Clemson students, including Army veteran, learn about Aiken’s PRT

  • Posted: Wednesday, February 6, 2013 11:37 p.m.
    UPDATED: Thursday, February 7, 2013 7:17 a.m.
STAFF PHOTO BY ROB NOVIT
Clemson parks and recreation major Daniel Rodriguez rides a lawn mower in Aiken on Wednesday. He and about 20 classmates visited with City of Aiken Parks, Recreation and Tourism Department personnel to learn about the profession. Rodriguez, 24, is an Army veteran, having served in Iraq and receiving injuries in Afghanistan. He was accepted as a football walk-on last spring.
STAFF PHOTO BY ROB NOVIT Clemson parks and recreation major Daniel Rodriguez rides a lawn mower in Aiken on Wednesday. He and about 20 classmates visited with City of Aiken Parks, Recreation and Tourism Department personnel to learn about the profession. Rodriguez, 24, is an Army veteran, having served in Iraq and receiving injuries in Afghanistan. He was accepted as a football walk-on last spring.

Clemson student Daniel Rodriguez smoothly drove a lawn mower around a short and challenging course across the street from the Aiken Visitors Center and Train Depot on Wednesday.

“Actually, that’s the first time I’ve been on one of those tractors,” he said with a smile.

Rodriguez and about 20 other Clemson parks and recreation majors met with Glenn Parker, the city’s Parks, Recreation and Tourism director, and staff members to learn about their work. Rodriguez’s early story has been well-documented, the 24-year-old Army veteran spent 15 months in Iraq and a year in Afghanistan.

He didn’t get into it much on Wednesday, but Rodriguez has been profiled in such publications as The Washington Post, USA Today and more. In Afghanistan he was wounded, but survived a horrific firefight in 2009 and later received a Bronze Star. After his discharge, Rodriguez had to work hard to get through emotional issues. Last summer, he walked on to the Clemson football team and in December won the 2012 Discover Orange Bowl-FWAA Courage Award.
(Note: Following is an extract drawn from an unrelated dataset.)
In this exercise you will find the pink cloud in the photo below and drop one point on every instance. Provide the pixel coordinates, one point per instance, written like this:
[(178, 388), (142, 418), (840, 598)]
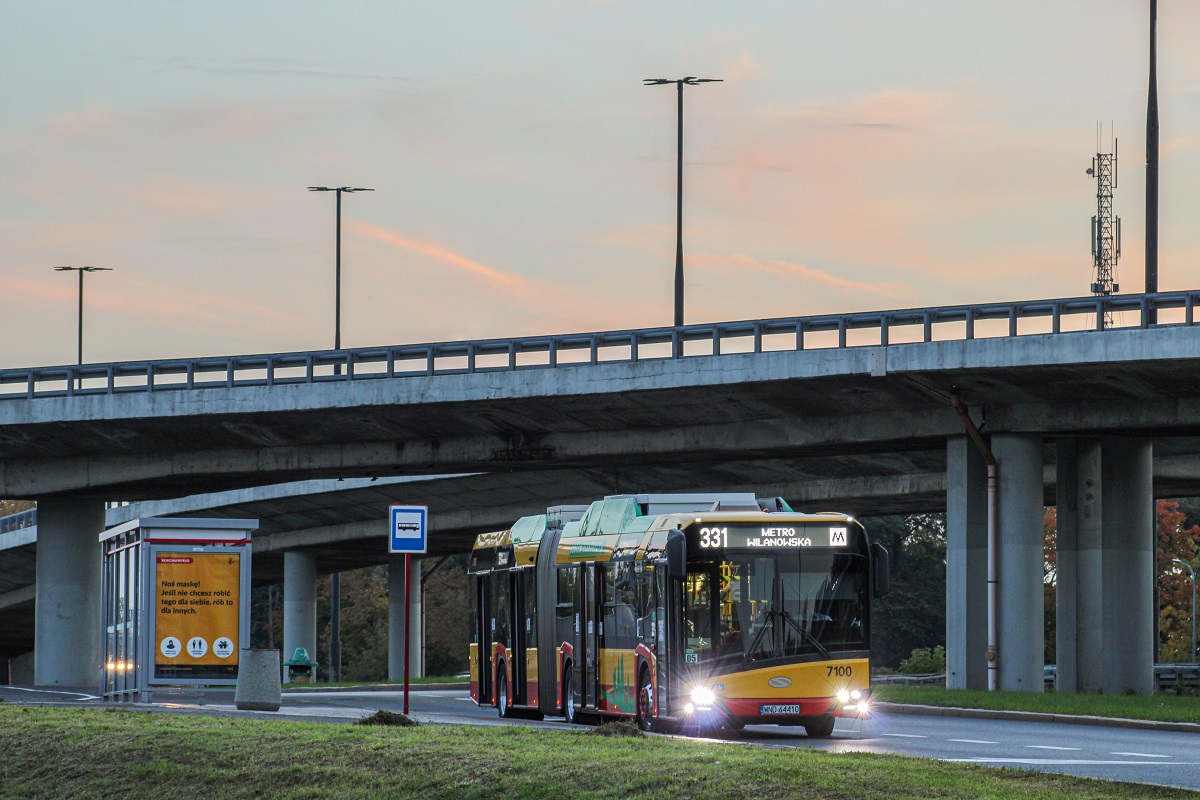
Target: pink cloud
[(791, 270), (439, 253)]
“You can’t let the horrors of war burden you without finding out what you enjoy,” he said. “For me, it’s football and getting my education. You realize life isn’t as hard as it seems. I’ve got nothing to complain about when men are overseas, fighting the war and putting their lives on the line.”

Rodriguez enjoyed the opportunity to meet with Parker and his staffers. He’s pleased with Clemson’s parks and recreation major and wants to give back to the community by training athletes and possibly starting a sports facility of his own.

For several years, Parker and others – Athletic Superintendent Jeff Metz, Recreation Superintendent Kim Coleman and Parks Superintendent Phil Berley – have hosted Clemson PRT undergraduates to give them a real-world understanding of the careers available and the work that staffers do.

The students, who also will visit Augusta and Columbia this week, made stops as Houndslake Country Club and its First Tee program, and Hitchcock Woods later in the day.

Parker and Metz also graduated from Clemson. Parker worked for the City of Orangeburg before coming to Aiken 29 years ago, moving his way up until his appointment as the department’s director in 2001.

“This (community trip) is something I didn’t do when I was at Clemson, so I like giving back to these students,” Parker said. “One of the neat things is doing the ‘rodeo’ with them – showing them the backside of the work we do, cutting fields and other things.”

Lauren Dimaio, a Clemson sophomore, is focusing her major on working with the elderly in a recreational setting. She came to the right place Tuesday, as Aiken’s PRT coordinates dozens of programs for seniors.

Corey Hinson’s emphasis is on tourism management.

“I’ve been interested in construction and worked for a contractor for a year and a half, doing home repairs,” he said. “It was fun on the backhoe today, but I’ve never driven one before.”